Saturday, October 10, 2009

taking down the fences

Keith Bradby: And what next for us was to work with the farmers on the origins of the Landcare movement, work with the ecologists and the concerned members of the community on the biological values of this place and what it needs, and I'll be honest, that after 15 years of that, I think we'd achieved a lot, but nowhere near as much as we need to achieve. So we start searching for what is the next big lift that this landscape and society needs. And it is being able to think across a thousand or two kilometres and across a thousand or two years, to what is health in this landscape, what is vitality in this landscape. And it's a lot more than looking after rare species or propping up farms with a few belts of trees. It is stitching the health back together and it is bringing it, and its values and its needs into our culture. Gondwanalink is the vehicle that we think helps us do that here, and helps us appreciate both the need and the ability to do that nationally.

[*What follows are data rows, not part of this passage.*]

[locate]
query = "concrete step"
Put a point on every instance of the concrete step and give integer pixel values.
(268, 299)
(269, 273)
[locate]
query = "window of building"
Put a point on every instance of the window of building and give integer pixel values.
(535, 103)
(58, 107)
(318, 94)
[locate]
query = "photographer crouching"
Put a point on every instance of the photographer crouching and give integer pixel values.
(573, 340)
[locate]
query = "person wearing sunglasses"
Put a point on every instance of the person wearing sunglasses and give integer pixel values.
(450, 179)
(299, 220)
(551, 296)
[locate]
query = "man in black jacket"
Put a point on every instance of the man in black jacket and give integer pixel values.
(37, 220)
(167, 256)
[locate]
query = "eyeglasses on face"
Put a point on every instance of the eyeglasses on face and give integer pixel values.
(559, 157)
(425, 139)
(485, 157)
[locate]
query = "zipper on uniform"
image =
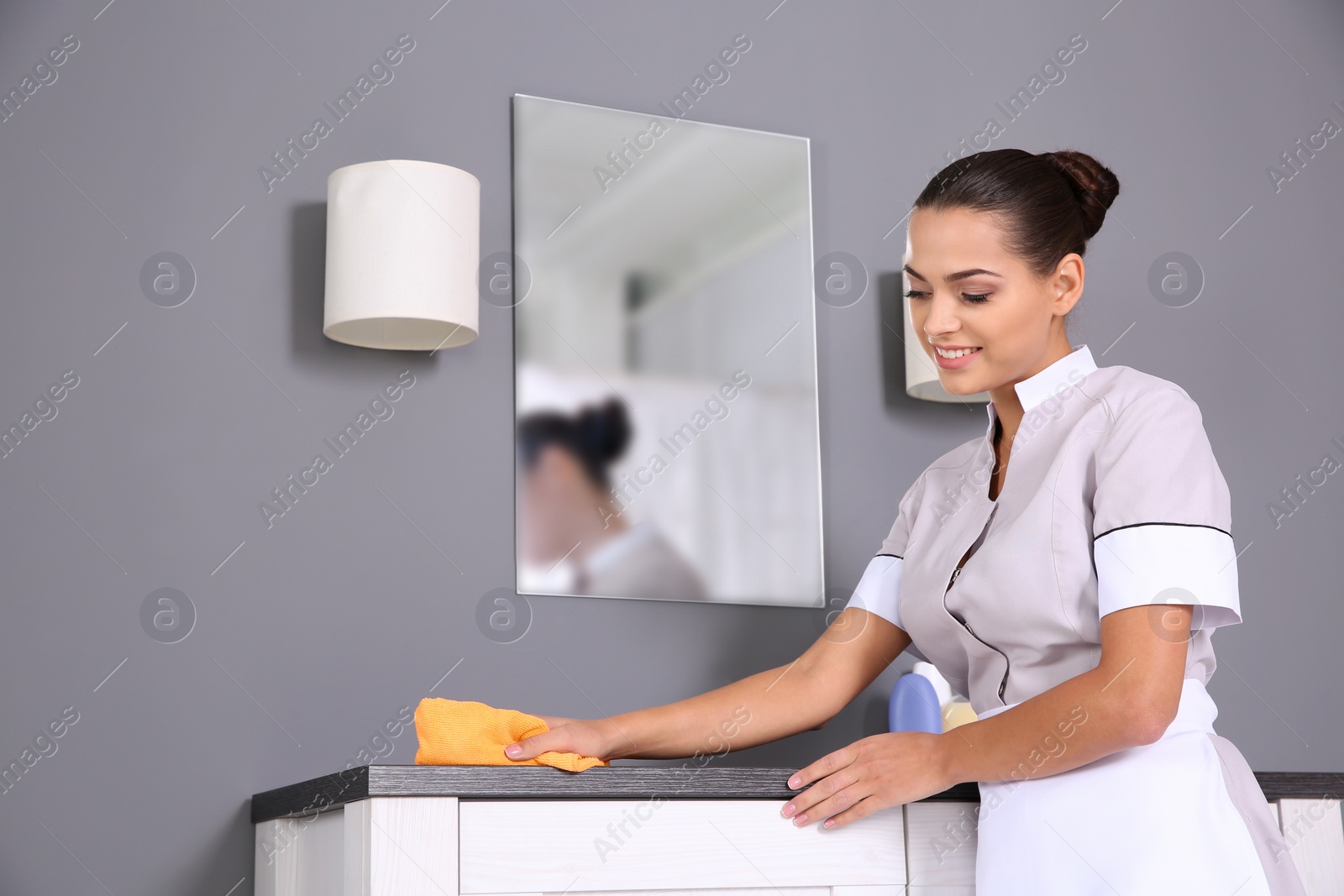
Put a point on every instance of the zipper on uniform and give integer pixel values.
(1003, 683)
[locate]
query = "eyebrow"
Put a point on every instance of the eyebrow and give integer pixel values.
(953, 278)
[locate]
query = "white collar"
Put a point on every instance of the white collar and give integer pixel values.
(613, 550)
(1061, 375)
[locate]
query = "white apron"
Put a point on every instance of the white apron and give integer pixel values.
(1171, 817)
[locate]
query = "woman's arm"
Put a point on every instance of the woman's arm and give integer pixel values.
(759, 708)
(1128, 700)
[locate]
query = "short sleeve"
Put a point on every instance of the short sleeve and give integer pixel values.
(1162, 513)
(879, 589)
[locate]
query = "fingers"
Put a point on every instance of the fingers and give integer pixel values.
(832, 794)
(530, 747)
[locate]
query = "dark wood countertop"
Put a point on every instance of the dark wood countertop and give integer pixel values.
(622, 782)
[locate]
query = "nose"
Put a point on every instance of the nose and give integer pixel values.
(941, 315)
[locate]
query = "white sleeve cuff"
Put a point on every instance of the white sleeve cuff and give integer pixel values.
(879, 589)
(1169, 563)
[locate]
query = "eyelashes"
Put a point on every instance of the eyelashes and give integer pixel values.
(974, 298)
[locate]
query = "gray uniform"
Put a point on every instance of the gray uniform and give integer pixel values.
(1112, 500)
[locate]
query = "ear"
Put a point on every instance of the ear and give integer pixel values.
(1066, 284)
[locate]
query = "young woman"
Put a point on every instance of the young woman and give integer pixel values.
(1079, 621)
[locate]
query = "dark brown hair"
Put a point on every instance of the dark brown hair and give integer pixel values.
(1047, 204)
(596, 436)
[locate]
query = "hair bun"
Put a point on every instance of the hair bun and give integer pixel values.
(604, 430)
(1095, 186)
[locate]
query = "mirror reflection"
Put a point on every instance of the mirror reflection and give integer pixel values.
(665, 387)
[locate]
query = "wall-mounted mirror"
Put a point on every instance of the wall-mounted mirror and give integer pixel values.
(665, 385)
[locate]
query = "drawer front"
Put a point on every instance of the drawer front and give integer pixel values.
(530, 846)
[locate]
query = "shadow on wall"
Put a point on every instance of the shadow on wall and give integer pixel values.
(214, 868)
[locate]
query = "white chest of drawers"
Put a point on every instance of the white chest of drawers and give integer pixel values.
(475, 831)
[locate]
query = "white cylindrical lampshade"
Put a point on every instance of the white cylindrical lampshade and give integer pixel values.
(402, 255)
(921, 371)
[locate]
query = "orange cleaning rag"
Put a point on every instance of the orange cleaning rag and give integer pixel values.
(464, 732)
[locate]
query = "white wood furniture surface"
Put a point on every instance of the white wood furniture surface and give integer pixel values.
(449, 831)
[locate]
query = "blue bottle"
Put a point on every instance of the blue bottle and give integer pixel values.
(914, 705)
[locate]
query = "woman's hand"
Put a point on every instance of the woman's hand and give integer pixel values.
(585, 736)
(867, 775)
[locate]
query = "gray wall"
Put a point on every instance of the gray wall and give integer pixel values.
(358, 600)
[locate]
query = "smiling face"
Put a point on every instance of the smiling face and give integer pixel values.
(969, 296)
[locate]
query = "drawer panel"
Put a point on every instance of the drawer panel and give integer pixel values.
(530, 846)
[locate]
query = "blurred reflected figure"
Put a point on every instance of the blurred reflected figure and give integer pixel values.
(566, 501)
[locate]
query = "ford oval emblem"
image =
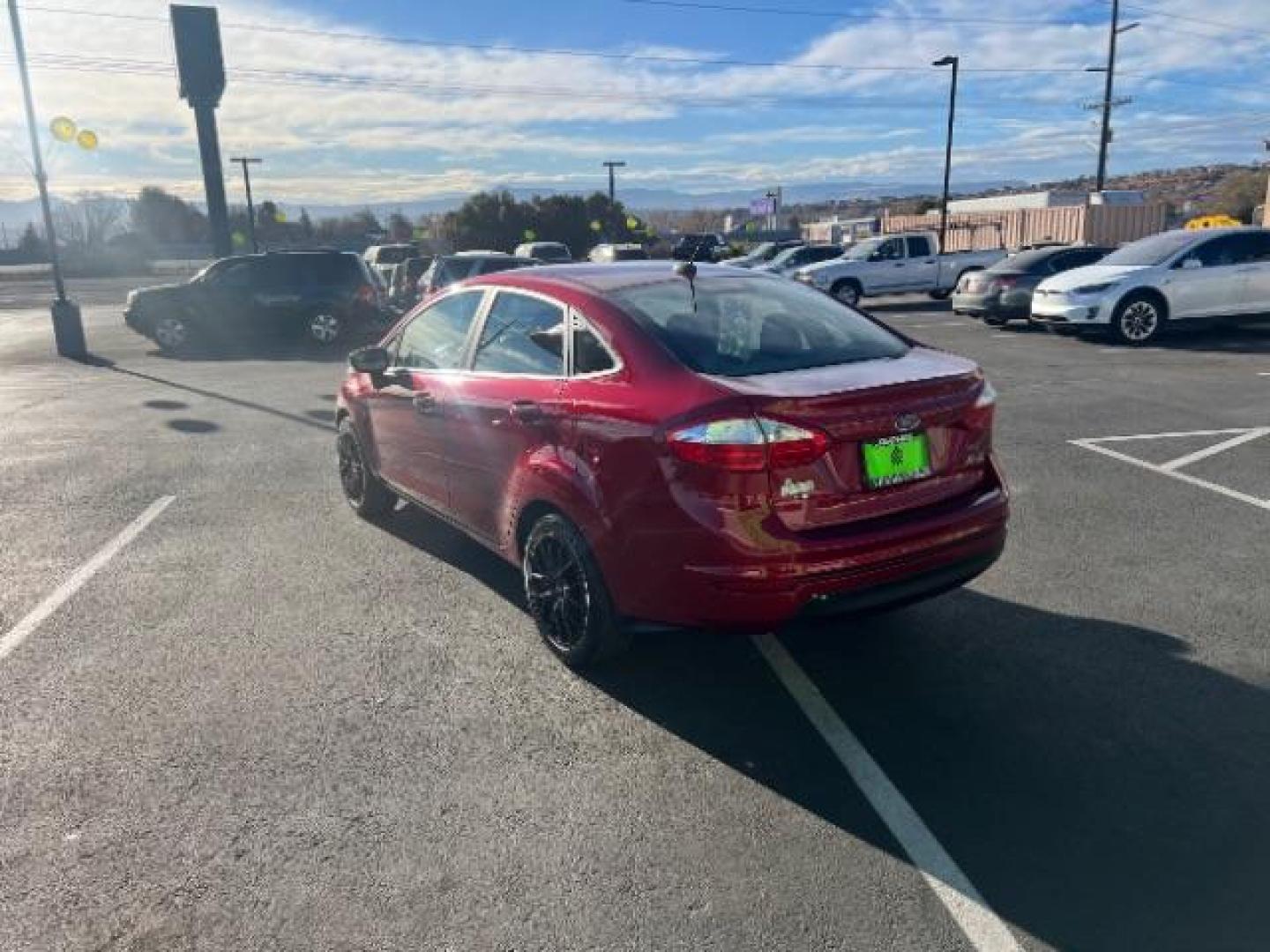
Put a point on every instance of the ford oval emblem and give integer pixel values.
(907, 423)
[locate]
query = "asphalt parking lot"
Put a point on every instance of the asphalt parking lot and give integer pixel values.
(260, 723)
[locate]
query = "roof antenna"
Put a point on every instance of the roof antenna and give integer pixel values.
(689, 270)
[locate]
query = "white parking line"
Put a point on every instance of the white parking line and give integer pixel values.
(22, 629)
(981, 926)
(1095, 446)
(1214, 450)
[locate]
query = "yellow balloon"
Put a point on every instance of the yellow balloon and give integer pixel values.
(63, 129)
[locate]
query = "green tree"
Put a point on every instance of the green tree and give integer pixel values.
(1238, 195)
(161, 219)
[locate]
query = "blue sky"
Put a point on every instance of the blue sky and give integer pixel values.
(340, 115)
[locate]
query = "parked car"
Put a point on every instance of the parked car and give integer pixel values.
(895, 264)
(762, 253)
(1004, 291)
(446, 270)
(383, 258)
(546, 251)
(326, 296)
(700, 248)
(608, 254)
(794, 258)
(404, 283)
(1147, 286)
(728, 450)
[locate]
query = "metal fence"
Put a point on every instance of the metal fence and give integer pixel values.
(1094, 225)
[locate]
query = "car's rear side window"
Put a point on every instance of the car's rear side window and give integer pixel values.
(742, 326)
(522, 334)
(436, 338)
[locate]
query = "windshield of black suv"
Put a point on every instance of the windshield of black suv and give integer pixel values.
(750, 325)
(1156, 249)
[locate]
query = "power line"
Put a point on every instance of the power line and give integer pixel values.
(661, 58)
(546, 51)
(845, 14)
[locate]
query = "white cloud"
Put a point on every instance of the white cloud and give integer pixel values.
(436, 123)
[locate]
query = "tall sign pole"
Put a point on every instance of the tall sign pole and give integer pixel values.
(245, 161)
(68, 324)
(197, 37)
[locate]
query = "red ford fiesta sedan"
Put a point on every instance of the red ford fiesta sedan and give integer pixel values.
(661, 444)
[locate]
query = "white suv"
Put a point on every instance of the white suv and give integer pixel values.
(1161, 279)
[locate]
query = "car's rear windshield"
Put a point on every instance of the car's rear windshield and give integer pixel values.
(1027, 262)
(394, 254)
(750, 325)
(1156, 249)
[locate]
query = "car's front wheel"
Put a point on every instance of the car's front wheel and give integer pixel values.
(1138, 320)
(566, 594)
(848, 292)
(173, 334)
(363, 490)
(325, 328)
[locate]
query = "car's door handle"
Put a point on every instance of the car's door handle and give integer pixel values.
(527, 412)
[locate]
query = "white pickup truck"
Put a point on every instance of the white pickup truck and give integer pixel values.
(894, 264)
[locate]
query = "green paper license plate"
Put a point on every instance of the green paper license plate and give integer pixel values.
(895, 460)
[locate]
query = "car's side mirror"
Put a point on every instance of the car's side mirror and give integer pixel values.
(370, 360)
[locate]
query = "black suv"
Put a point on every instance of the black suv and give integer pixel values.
(324, 296)
(700, 248)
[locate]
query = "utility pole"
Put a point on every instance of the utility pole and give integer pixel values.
(68, 323)
(250, 208)
(1108, 101)
(954, 61)
(612, 181)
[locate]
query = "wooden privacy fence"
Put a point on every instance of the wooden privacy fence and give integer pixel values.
(1093, 225)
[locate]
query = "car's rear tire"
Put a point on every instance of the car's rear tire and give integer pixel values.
(363, 490)
(848, 292)
(1138, 320)
(566, 594)
(325, 328)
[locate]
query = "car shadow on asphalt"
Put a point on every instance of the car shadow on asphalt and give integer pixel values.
(1100, 787)
(317, 419)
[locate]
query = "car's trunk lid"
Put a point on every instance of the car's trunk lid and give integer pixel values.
(923, 392)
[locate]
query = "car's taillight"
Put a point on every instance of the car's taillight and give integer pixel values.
(748, 444)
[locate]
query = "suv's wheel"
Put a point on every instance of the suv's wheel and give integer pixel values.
(848, 292)
(363, 490)
(568, 597)
(172, 334)
(325, 328)
(1138, 320)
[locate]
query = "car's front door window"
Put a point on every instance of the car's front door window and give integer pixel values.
(437, 337)
(524, 335)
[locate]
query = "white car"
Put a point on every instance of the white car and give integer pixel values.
(895, 264)
(1168, 279)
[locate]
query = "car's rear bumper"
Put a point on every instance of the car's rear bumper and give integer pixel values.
(909, 560)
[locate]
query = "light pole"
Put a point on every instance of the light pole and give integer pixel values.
(1108, 101)
(68, 324)
(954, 61)
(612, 181)
(250, 208)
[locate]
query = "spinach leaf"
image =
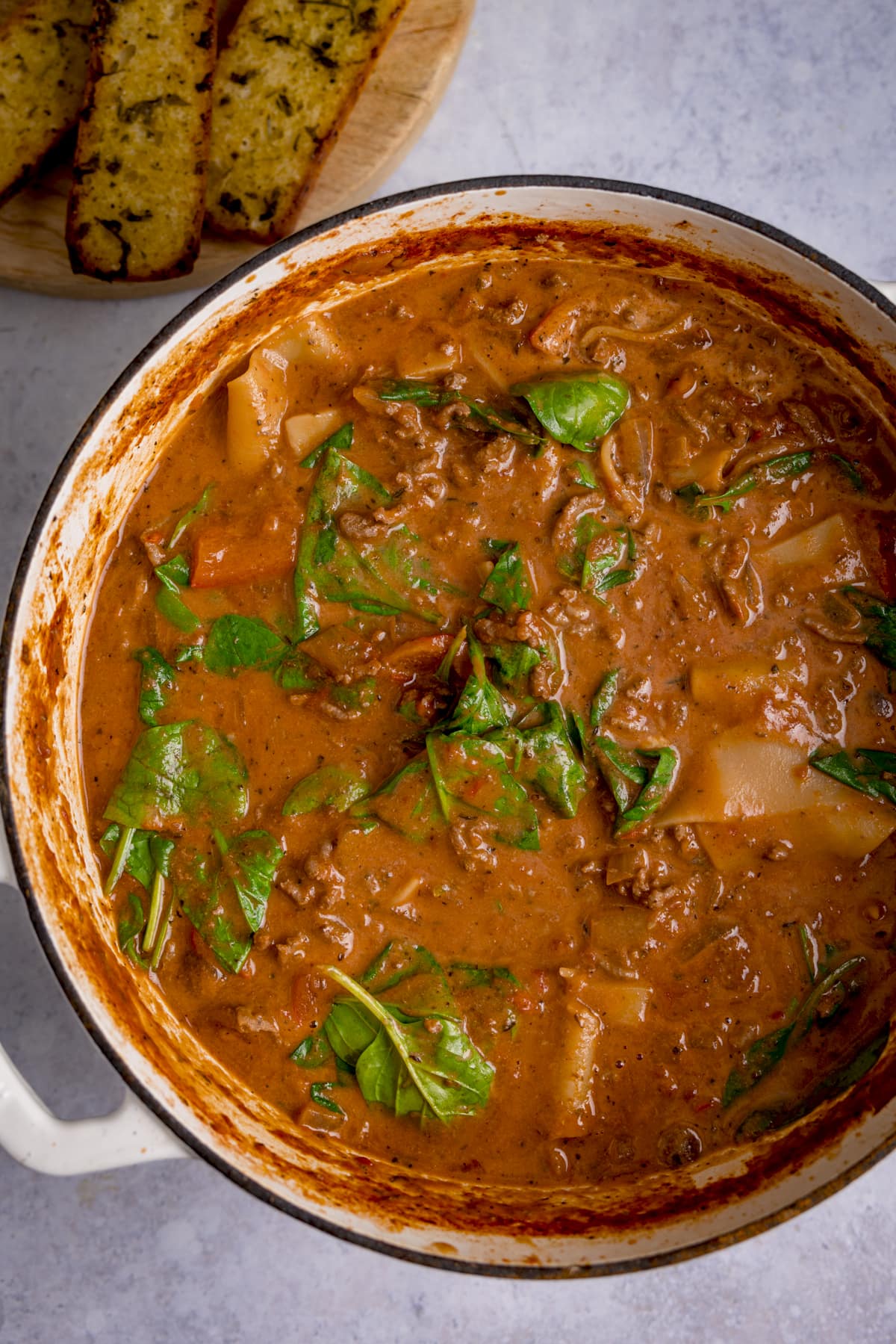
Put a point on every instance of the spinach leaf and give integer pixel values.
(242, 642)
(147, 858)
(480, 706)
(655, 792)
(237, 642)
(514, 664)
(411, 1065)
(428, 394)
(605, 696)
(472, 781)
(341, 441)
(467, 975)
(602, 569)
(768, 474)
(408, 802)
(314, 1051)
(361, 573)
(250, 863)
(173, 575)
(601, 557)
(176, 775)
(850, 471)
(413, 979)
(230, 945)
(156, 676)
(210, 902)
(543, 757)
(621, 770)
(508, 585)
(320, 1094)
(329, 787)
(131, 925)
(763, 1054)
(879, 624)
(196, 511)
(578, 409)
(358, 695)
(296, 671)
(867, 772)
(833, 1085)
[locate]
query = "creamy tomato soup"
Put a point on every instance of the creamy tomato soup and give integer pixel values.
(488, 722)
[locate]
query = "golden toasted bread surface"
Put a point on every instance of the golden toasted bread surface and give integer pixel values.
(137, 200)
(284, 85)
(43, 69)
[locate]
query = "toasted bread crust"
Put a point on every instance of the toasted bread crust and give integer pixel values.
(137, 200)
(43, 70)
(284, 85)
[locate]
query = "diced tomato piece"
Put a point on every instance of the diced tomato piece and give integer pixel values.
(228, 554)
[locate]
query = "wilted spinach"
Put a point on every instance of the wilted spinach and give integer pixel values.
(578, 409)
(762, 1056)
(869, 772)
(773, 472)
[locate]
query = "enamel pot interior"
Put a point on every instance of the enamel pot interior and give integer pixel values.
(437, 1221)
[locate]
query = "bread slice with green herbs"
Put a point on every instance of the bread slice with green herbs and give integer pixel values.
(137, 202)
(43, 70)
(284, 85)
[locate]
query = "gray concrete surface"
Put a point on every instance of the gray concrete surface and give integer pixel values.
(783, 111)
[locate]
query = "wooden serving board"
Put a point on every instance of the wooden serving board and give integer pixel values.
(395, 105)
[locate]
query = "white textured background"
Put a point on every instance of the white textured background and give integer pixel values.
(783, 111)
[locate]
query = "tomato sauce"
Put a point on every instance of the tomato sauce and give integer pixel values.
(472, 713)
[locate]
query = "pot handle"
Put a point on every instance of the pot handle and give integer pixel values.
(7, 874)
(40, 1140)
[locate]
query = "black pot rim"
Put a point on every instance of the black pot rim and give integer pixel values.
(73, 994)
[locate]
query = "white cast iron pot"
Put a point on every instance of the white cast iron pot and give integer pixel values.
(181, 1100)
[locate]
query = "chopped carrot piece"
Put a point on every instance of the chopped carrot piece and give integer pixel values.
(227, 554)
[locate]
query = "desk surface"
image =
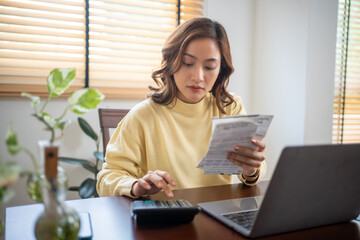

from the transcript to the radio program, Taking Down the Fences.


This image from http://www.gondwanalink.org/


A great show for encounter on ABC Radio National.
Gondwanalink, as most Albany people know, is an amazing programme to regrow a strip from Kalgoorlie to Margaret river, the brainchild of Keith Bradby.

What excites me about it is that taking down fences and reclaiming farm land demands a rethink of entire social, cultural and community systems. And it proposes using nature as the infrastrucure through which human interaction with the land is controlled.

Keith Bradby: ... Again, at the risk of sounding either arrogant or facetious or some other rude word, we have formally apologised as a nation to the Aboriginal people of Australia for shall we say both our mistakes and our intentional wrongs. And I don't think we have yet formally apologised to the country as a whole for our clumsiness and our mistakes and our intentional damage. And I think when you work on something like Gondwanalink and you say 'Look, over 1,000 kilometres we've ripped it asunder and broken the essential links', at some point you do have to apologise to the land or at least do those things which help atone for those wrongs.